Virtually every major business decision is done with a cost/benefit analysis. To meet its obligation to its employees, community and shareholders, a company needs to make sure that the gain from a project or policy justifies what it will sacrifice by carrying it out. While cost/benefit analysis is carried out in various forms in some federal agencies, it is not required of all. This should change. Americans deserve the safety that comes from thoughtful regulation, but they should not see their economic prospects dimmed when a regulation comes with massive costs but only meager benefit.
Consider the case of the “conflict minerals rule,” part of the Dodd-Frank law that requires companies to report their potential use of a variety of rare metals coming from the war-torn Democratic Republic of the Congo. The motivation behind this regulation was good: Preventing local warlords from profiting from rogue mining operations. But the Securities and Exchange Commission admitted it could not determine the potential benefit to the people of the Congo. And just for initial compliance the costs would be $3 billion to $4 billion. And according to independent researchers at the University of Wisconsin and London School of Economics, violence in the region has risen 143 percent since Dodd-Frank was signed. What purpose is being served?
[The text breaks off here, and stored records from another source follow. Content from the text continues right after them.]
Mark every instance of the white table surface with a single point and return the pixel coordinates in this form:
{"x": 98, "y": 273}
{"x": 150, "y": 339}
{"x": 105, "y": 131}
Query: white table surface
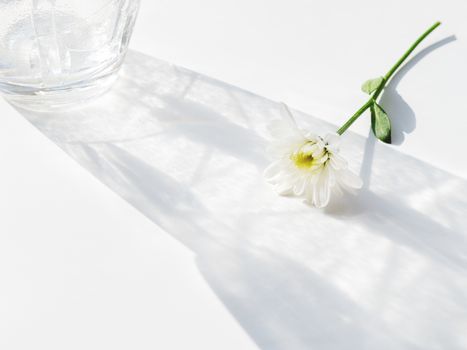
{"x": 80, "y": 267}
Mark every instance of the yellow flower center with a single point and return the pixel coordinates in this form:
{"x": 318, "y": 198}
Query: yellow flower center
{"x": 303, "y": 156}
Through generations, societal needs and technology have evolved and so have our regulatory needs. However, as laws and regulations are being developed there should be a harder look at those regulations that are already on the books. Adopting regulations in this way helps ensure we have a single, integrated regulatory framework that is easy to understand and administer rather than a patchwork of laws and regulations with antiquated provisions overseen by multiple agencies. For example, even with all of the laws and regulations that have been developed since 1972 to protect waters of the United States from pollution, somehow the Rivers and Harbors Act of 1899 has managed to remain operative and is one of a myriad of laws that a company has to consider while obtaining permits. An easy way to reduce bureaucratic burdens without comprising public health, safety and the environment would be to ensure the removal of outdated laws and regulations from the books as harmonized, superseding laws and regulations are adopted.
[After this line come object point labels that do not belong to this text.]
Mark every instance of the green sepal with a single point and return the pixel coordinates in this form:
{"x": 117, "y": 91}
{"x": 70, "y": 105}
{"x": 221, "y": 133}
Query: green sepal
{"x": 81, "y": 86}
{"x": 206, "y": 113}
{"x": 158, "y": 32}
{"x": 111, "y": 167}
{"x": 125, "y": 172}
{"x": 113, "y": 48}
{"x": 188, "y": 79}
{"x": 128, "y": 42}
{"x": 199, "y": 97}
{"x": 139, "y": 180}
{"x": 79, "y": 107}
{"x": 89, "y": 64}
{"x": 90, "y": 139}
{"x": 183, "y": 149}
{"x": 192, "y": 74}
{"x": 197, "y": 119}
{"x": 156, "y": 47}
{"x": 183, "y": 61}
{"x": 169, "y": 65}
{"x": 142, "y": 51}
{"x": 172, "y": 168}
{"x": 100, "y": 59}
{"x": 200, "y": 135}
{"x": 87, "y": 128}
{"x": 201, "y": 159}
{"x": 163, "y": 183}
When a business spends significant time and money on a technology or process improvement, it logically reviews its effectiveness after its implementation. Government agencies should also be required to go back and periodically review existing regulations and determine whether they are achieving their original goals and whether they have been superseded. This kind of “retrospective review” would closely involve the public and bring opportunity costs into the discussion. To put this in context, since 2009 over 20,000 new regulations have been put in place, while a meager 179 have been eliminated. Importantly, more than 200 of the 20,000-plus rules are “economically significant,” meaning they each are likely to have an economic impact — a cost or a benefit — of $100 million or more annually.
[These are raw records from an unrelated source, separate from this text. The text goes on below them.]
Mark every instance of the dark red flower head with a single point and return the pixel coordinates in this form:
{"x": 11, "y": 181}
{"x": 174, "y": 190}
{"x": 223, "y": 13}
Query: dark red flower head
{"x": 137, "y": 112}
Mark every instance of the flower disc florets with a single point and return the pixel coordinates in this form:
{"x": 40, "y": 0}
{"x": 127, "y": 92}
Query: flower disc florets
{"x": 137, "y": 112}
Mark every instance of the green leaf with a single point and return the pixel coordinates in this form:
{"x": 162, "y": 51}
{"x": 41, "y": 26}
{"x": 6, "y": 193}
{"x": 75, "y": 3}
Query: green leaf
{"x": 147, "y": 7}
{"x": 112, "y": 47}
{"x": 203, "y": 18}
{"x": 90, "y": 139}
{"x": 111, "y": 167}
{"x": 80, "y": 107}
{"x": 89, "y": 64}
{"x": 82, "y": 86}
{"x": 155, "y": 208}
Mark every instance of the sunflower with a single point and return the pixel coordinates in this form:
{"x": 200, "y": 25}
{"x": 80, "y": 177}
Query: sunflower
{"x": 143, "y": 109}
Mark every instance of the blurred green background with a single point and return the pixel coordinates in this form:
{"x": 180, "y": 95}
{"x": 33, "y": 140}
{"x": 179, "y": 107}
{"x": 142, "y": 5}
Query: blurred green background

Reforms are also needed in the permitting process, which is critical to achieving the infrastructure investment that President-elect Trump has high on his agenda. President Trump could also issue an executive order to streamline the permitting process, reducing the inordinately lengthy time it takes to give major projects the go ahead. Doing so would send a powerful message to the country that efficiency in government and accelerating the rate of job creation are fundamental goals of the new administration.
The president’s own Jobs Council recognized the problem in 2011: “The [permitting] process relies on dozens of agencies and authorities with different requirements and little coordination. Successfully working through the permitting process can literally take years.”
Source: Taking Action, Building Confidence, Oct. 2011
These kinds of improvements to the regulatory process may not be exciting, to be sure, but their potential benefits are great. The next Administration and Congress should certainly examine specific regulations. But at the same time, creating a better, more efficient process will protect the public, safety, health and the environment, while allowing US businesses to expand, innovate, and most importantly, create needed job opportunities for the American people.